# Poor kitty



## stencilface (1 February 2013)

I saw a cat that must have been just run over today, legs still flailing in the middle of an unofficial two lane carriageway (30mph) 

I pulled up and grabbe my hi vis fleece in case kitty needed wrapping up, but I was too late. I picked up the cat, stopping the traffic and laid her (?) on the pavement.

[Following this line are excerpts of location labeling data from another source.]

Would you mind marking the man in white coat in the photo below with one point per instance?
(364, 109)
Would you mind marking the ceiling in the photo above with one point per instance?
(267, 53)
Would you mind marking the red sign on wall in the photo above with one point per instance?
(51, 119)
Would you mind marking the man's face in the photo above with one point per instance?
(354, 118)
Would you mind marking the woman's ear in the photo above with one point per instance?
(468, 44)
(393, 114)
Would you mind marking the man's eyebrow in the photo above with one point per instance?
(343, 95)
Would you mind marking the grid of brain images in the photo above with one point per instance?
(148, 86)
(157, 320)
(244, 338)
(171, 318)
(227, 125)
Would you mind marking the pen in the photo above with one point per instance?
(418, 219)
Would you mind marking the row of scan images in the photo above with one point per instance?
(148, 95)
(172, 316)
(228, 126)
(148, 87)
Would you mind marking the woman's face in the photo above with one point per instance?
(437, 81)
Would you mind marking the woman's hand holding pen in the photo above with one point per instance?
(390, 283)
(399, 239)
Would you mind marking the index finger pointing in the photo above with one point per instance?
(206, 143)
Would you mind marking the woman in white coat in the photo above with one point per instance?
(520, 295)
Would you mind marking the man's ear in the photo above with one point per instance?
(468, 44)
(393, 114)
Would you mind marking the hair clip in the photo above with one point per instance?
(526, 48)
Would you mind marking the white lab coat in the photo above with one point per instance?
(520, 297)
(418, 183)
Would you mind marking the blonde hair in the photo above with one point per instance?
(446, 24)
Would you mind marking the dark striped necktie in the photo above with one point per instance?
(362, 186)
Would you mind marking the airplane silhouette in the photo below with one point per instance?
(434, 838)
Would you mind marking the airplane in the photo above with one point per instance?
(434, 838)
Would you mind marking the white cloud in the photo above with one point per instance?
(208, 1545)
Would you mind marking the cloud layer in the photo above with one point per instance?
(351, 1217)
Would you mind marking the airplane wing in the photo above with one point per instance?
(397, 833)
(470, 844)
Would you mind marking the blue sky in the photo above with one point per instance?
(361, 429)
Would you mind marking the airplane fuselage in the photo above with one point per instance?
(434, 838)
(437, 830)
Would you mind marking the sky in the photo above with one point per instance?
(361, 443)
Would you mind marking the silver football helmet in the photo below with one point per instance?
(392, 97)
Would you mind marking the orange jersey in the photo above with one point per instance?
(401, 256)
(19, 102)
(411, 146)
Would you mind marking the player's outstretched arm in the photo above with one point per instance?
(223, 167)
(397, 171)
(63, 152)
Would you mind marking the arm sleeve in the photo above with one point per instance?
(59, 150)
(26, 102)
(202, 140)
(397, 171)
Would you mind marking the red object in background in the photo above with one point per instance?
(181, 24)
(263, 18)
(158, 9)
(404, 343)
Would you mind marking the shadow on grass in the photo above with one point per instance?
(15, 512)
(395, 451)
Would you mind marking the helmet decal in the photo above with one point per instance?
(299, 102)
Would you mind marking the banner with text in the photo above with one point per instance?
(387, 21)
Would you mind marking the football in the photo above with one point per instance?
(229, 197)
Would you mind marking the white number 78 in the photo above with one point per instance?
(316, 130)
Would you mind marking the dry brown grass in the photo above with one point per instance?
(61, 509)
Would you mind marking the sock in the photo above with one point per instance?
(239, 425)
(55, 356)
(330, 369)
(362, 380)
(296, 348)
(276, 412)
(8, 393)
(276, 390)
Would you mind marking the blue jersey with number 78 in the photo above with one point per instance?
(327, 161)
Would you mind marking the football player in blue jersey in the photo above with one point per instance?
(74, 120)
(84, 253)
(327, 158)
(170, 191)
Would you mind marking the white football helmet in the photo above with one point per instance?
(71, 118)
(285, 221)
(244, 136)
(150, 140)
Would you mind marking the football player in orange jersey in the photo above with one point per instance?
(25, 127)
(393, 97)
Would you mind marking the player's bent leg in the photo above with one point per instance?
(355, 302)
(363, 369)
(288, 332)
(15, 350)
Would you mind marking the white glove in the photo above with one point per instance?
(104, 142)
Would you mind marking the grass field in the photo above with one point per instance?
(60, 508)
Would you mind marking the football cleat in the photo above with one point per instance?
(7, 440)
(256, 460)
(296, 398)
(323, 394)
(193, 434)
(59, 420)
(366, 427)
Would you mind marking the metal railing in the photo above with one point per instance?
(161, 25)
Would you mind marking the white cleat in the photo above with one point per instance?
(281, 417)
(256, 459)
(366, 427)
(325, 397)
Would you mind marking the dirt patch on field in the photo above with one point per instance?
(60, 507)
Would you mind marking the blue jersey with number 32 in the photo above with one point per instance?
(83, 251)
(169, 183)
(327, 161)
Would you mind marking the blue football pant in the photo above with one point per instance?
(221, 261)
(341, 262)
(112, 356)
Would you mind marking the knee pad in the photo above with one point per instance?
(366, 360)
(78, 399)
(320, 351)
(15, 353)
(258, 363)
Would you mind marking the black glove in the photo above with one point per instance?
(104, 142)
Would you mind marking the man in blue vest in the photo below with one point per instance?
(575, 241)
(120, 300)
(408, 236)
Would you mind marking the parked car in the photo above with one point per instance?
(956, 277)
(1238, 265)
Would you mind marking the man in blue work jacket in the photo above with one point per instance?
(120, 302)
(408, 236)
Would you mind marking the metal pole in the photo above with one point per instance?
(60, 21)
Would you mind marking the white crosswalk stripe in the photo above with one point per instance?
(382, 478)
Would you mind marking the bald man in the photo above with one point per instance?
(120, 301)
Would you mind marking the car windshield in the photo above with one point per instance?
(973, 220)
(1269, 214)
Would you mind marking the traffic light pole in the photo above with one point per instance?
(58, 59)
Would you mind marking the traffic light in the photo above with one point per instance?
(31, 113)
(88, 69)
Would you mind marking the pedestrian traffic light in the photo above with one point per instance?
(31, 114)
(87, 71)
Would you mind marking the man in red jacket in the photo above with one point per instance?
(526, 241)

I left the cat who had no collar hoping that the owners would find her (I would have rung the owner had there been a number, done that before  ) she was obviously well looked after and not a street cat. Only thing that's troubling me now, although I can't do anything about it, is that it's a v built up area, terraces galore with a takeaways as every second shop. My concern is that poor kitty may end up in a curry, that's not likely though, is it?  

RIP pretty white kitty


----------



## pines of rome (1 February 2013)

Poor little cat, kind of you to try and help it, lets hope the owner does find it, as what you said about takeaways would be on my mind too!


----------



## MollyMoomin (1 February 2013)

Oh how sad  You're a better person than I am, SF, I'm not sure I could do that :wimp: This is why my cats are house cats.

RIP Kittencat.


----------



## Rose Folly (1 February 2013)

Always brings tears to my eyes that there are good souls who will go to the aid of an unknown animal in distress. If her owner is ever found it would be a huge relief to the owner to know that someone cared enough to deal with the aftermath. Well done you!


----------



## stencilface (1 February 2013)

I did bork a bit at the eyeball hanging out   

It's something I would do again, although I'd hate it if it was still alive but quite obviously not going to make it, I'd hope the nearest vets would be kind in that instance.


----------



## E13 (1 February 2013)

These situations break my heart. Thankfully I've never seen something like this and to be honest I dread the day, I would help if possible but it would near kill me to see it.


----------